Ainsi, les ouvriers, les chômeurs, les salariés, les retraités isolés, les personnes en situation de handicap, les mères seules, déjà confrontés à un quotidien éprouvant, subissent aussi le stress et l'angoisse de se trouver confrontés à une administration de plus en plus dématérialisée dans les actes, et de plus en plus déshumanisée dans les faits. Depuis des années, l'ogre administratif s'est engraissé avec l'explosion des taxes et des impôts, l'inflation normative pour tout et l'inverse de tout, les couches du millefeuille territorial, les dérives de la technocratie qui a alimenté son propre système au mépris du bon sens.

Ce gouvernement comme ses prédécesseurs a provoqué un épuisement administratif par la dégradation constante et méthodique des services publics de proximité qui assurent, en particulier en milieu rural, l'indispensable aux plus fragiles : un contact, une écoute, une présence, un soutien.

Dans ma circonscription du Pas-de-Calais, je me suis opposé à la fermeture de la trésorerie de la commune de Bully-les-Mines envisagée au 1er janvier 2023 par la direction générale des finances publiques (DGFIP).
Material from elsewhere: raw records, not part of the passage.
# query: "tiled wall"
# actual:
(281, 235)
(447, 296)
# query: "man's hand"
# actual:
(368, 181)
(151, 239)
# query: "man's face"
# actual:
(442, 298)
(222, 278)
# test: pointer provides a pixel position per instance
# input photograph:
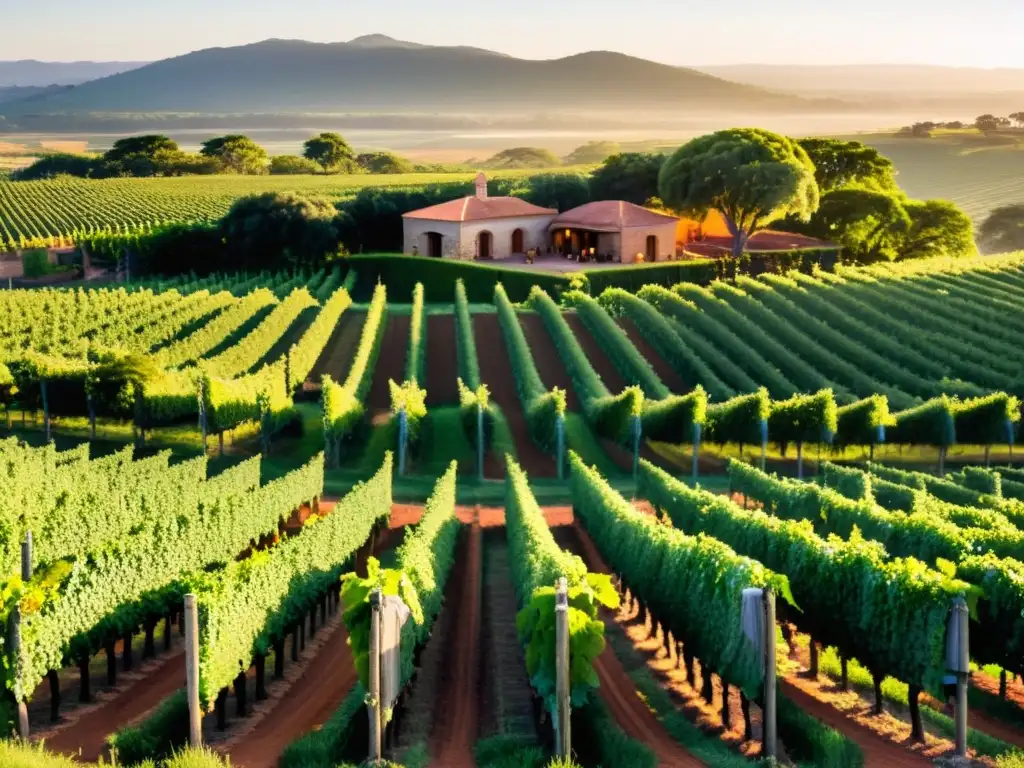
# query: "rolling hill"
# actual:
(381, 75)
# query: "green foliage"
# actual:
(331, 152)
(292, 165)
(693, 585)
(303, 354)
(543, 408)
(416, 360)
(250, 603)
(419, 577)
(343, 407)
(889, 613)
(538, 563)
(238, 154)
(264, 229)
(751, 176)
(611, 416)
(629, 176)
(35, 263)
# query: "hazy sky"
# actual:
(982, 33)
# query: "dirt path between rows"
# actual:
(457, 722)
(617, 690)
(496, 372)
(87, 736)
(878, 750)
(390, 364)
(669, 376)
(337, 356)
(442, 360)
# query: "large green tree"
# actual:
(148, 145)
(330, 152)
(839, 164)
(937, 228)
(630, 176)
(751, 176)
(238, 154)
(1004, 229)
(272, 229)
(869, 224)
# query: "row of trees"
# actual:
(984, 123)
(157, 155)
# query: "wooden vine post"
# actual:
(563, 735)
(192, 672)
(771, 723)
(374, 699)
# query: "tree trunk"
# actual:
(744, 707)
(126, 659)
(112, 663)
(260, 677)
(916, 726)
(240, 694)
(54, 679)
(220, 708)
(279, 658)
(83, 671)
(150, 649)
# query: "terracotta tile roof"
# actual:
(611, 215)
(479, 209)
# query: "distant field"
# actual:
(37, 213)
(975, 172)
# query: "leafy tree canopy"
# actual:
(384, 162)
(259, 229)
(292, 165)
(331, 152)
(630, 176)
(937, 228)
(1004, 229)
(751, 176)
(839, 164)
(147, 145)
(523, 157)
(239, 154)
(559, 190)
(593, 153)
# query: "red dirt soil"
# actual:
(878, 750)
(337, 356)
(87, 736)
(665, 372)
(390, 364)
(496, 372)
(456, 729)
(617, 690)
(442, 360)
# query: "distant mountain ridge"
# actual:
(30, 73)
(381, 75)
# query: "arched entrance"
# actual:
(651, 254)
(483, 246)
(434, 242)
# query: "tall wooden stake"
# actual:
(375, 676)
(563, 736)
(192, 672)
(770, 724)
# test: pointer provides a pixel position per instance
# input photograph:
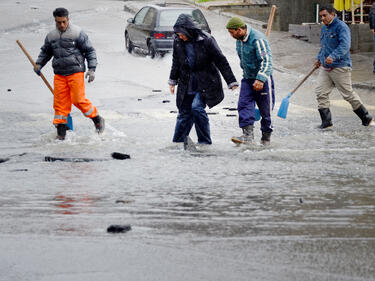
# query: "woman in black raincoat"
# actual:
(197, 60)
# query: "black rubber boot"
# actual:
(266, 138)
(325, 115)
(61, 131)
(364, 115)
(247, 135)
(99, 123)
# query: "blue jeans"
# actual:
(192, 112)
(246, 105)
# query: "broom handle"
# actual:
(304, 79)
(34, 64)
(270, 20)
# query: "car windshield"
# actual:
(169, 17)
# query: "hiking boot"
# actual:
(99, 124)
(364, 115)
(61, 131)
(266, 138)
(247, 136)
(325, 115)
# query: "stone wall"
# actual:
(288, 11)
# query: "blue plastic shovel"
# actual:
(70, 120)
(283, 110)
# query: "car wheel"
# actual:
(128, 43)
(151, 50)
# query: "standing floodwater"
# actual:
(300, 209)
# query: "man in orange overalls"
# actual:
(70, 47)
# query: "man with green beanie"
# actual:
(257, 84)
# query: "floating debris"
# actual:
(19, 170)
(2, 160)
(123, 201)
(117, 228)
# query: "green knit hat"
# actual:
(235, 23)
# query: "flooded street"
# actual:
(301, 209)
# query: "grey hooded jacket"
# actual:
(69, 50)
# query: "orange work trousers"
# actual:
(70, 90)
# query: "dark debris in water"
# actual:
(19, 170)
(119, 228)
(123, 201)
(2, 160)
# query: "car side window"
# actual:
(150, 16)
(139, 17)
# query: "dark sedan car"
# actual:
(152, 28)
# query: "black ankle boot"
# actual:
(99, 123)
(61, 131)
(364, 115)
(266, 138)
(325, 115)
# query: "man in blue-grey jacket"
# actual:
(70, 47)
(334, 57)
(257, 83)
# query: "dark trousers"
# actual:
(246, 105)
(192, 111)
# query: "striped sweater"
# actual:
(255, 55)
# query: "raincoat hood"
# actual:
(186, 25)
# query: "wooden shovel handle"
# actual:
(304, 79)
(34, 64)
(270, 20)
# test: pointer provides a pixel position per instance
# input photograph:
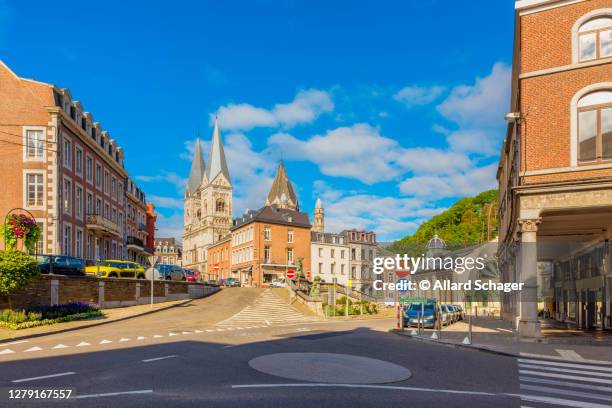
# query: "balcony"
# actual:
(104, 226)
(135, 243)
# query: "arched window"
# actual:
(595, 126)
(595, 38)
(220, 206)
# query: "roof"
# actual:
(196, 175)
(274, 215)
(282, 193)
(216, 157)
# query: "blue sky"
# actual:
(387, 110)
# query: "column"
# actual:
(529, 325)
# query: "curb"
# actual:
(94, 323)
(455, 345)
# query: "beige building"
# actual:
(555, 171)
(208, 204)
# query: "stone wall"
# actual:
(108, 293)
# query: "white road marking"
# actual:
(148, 360)
(60, 346)
(378, 387)
(42, 377)
(547, 357)
(566, 370)
(569, 354)
(564, 402)
(14, 342)
(570, 365)
(566, 377)
(567, 393)
(112, 394)
(566, 384)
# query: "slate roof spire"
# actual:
(216, 157)
(282, 193)
(196, 175)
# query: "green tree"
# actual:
(17, 269)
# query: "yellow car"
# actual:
(116, 269)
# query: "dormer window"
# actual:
(595, 39)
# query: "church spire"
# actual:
(282, 193)
(216, 156)
(196, 175)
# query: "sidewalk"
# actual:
(110, 315)
(497, 336)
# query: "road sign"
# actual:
(404, 283)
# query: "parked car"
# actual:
(170, 272)
(61, 265)
(190, 276)
(278, 283)
(116, 269)
(425, 313)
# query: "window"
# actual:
(67, 153)
(78, 157)
(67, 249)
(595, 39)
(78, 198)
(35, 190)
(89, 169)
(98, 175)
(67, 196)
(267, 233)
(220, 206)
(267, 254)
(595, 127)
(34, 144)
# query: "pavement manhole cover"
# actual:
(330, 368)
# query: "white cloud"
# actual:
(358, 152)
(468, 183)
(166, 202)
(305, 107)
(418, 95)
(482, 104)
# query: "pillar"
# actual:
(529, 325)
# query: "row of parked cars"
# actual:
(112, 268)
(430, 312)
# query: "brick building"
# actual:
(269, 241)
(58, 163)
(219, 259)
(169, 251)
(555, 171)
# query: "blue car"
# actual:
(426, 313)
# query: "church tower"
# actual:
(208, 203)
(281, 193)
(319, 217)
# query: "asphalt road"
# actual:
(185, 357)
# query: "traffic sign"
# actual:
(404, 283)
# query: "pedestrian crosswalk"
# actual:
(267, 309)
(546, 383)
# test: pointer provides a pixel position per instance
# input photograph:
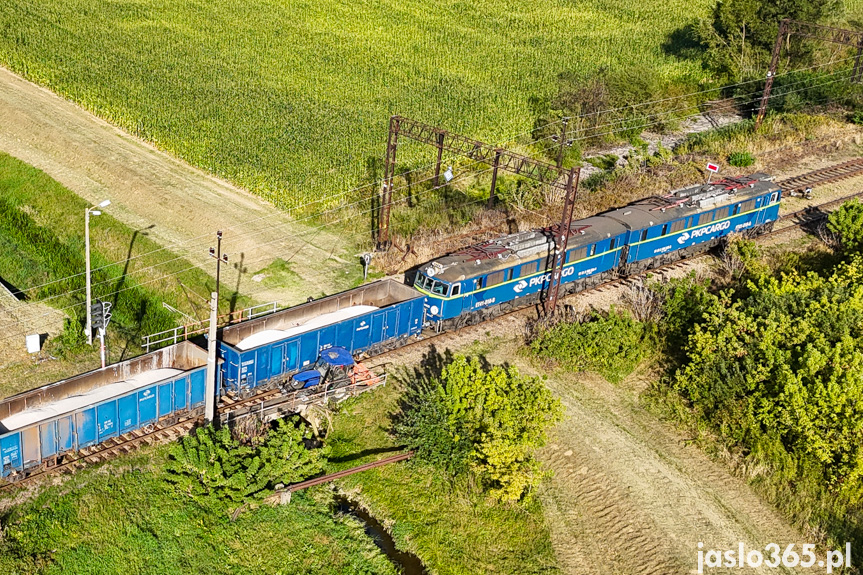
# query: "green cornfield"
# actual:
(290, 98)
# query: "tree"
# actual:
(780, 373)
(847, 223)
(739, 35)
(486, 421)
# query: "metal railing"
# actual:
(185, 331)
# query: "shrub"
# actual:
(777, 367)
(741, 159)
(611, 344)
(486, 421)
(847, 223)
(211, 462)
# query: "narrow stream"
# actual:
(406, 563)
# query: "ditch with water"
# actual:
(406, 563)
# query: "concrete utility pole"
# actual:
(95, 211)
(210, 405)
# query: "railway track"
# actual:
(799, 184)
(794, 220)
(270, 398)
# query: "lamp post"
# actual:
(95, 211)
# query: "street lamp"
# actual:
(95, 211)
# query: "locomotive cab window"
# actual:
(576, 254)
(528, 269)
(494, 279)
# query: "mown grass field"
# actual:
(128, 520)
(290, 99)
(449, 526)
(42, 255)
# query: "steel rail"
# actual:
(132, 440)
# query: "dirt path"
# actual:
(146, 186)
(629, 495)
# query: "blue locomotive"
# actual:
(37, 428)
(472, 284)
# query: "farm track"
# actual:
(629, 506)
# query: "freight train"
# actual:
(39, 427)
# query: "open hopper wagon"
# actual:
(370, 318)
(37, 427)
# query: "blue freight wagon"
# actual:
(370, 318)
(38, 427)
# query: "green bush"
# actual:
(847, 223)
(683, 303)
(741, 159)
(212, 462)
(488, 421)
(784, 367)
(611, 344)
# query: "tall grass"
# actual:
(449, 525)
(289, 99)
(129, 520)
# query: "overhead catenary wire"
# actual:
(164, 277)
(360, 214)
(374, 185)
(369, 197)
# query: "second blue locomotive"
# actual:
(40, 427)
(474, 283)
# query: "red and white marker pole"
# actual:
(712, 169)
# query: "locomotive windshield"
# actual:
(431, 285)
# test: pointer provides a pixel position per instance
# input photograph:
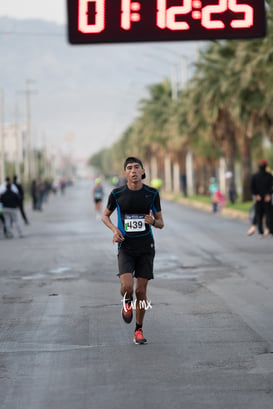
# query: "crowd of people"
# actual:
(12, 199)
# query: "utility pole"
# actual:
(2, 136)
(28, 160)
(17, 142)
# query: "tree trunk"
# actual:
(245, 151)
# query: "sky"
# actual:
(143, 65)
(50, 10)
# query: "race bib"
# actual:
(134, 223)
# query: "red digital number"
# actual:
(129, 13)
(248, 11)
(208, 11)
(99, 24)
(166, 17)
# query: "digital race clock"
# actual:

Si le projet de restructuration du réseau de l'administration fiscale prévoit la mutualisation des trésoreries, dans les faits il s'agit purement et simplement de faire disparaître des services publics de proximité dans des territoires déjà épuisés par les inégalités.

Chaque suppression de trésorerie, de guichet SNCF, de bureau de poste, de gendarmerie, de classe et d'école, est une atteinte sérieuse à l'égalité des citoyens devant l'accès au service public. Cette mise en coupe réglée de la ruralité pénalise inévitablement nos concitoyens les plus fragiles, ceux qui rencontrent des difficultés physiques ou économiques pour se déplacer et qui ne rentrent pas dans les cases grises des relations numériques, comme les personnes de plus de 65 ans.

Les Français réclament de plus en plus de la proximité et de l'humain. Ils l'ont clairement exprimé dans le cadre du grand débat national que vous avez jeté aux oubliettes après la crise des gilets jaunes.

En guise de simplification, la bureaucratie de la République d'Absurdistan a donné naissance aux mémorables attestations de déplacement et au funeste passe sanitaire. Pendant plus de quatre ans, vous avez divisé, perturbé et épuisé les Français.

Dans ce contexte, les solutions ne se trouvent pas dans les propositions contenues dans cette résolution qui, pardonnez-moi l'expression, ne réinvente pas l'eau chaude.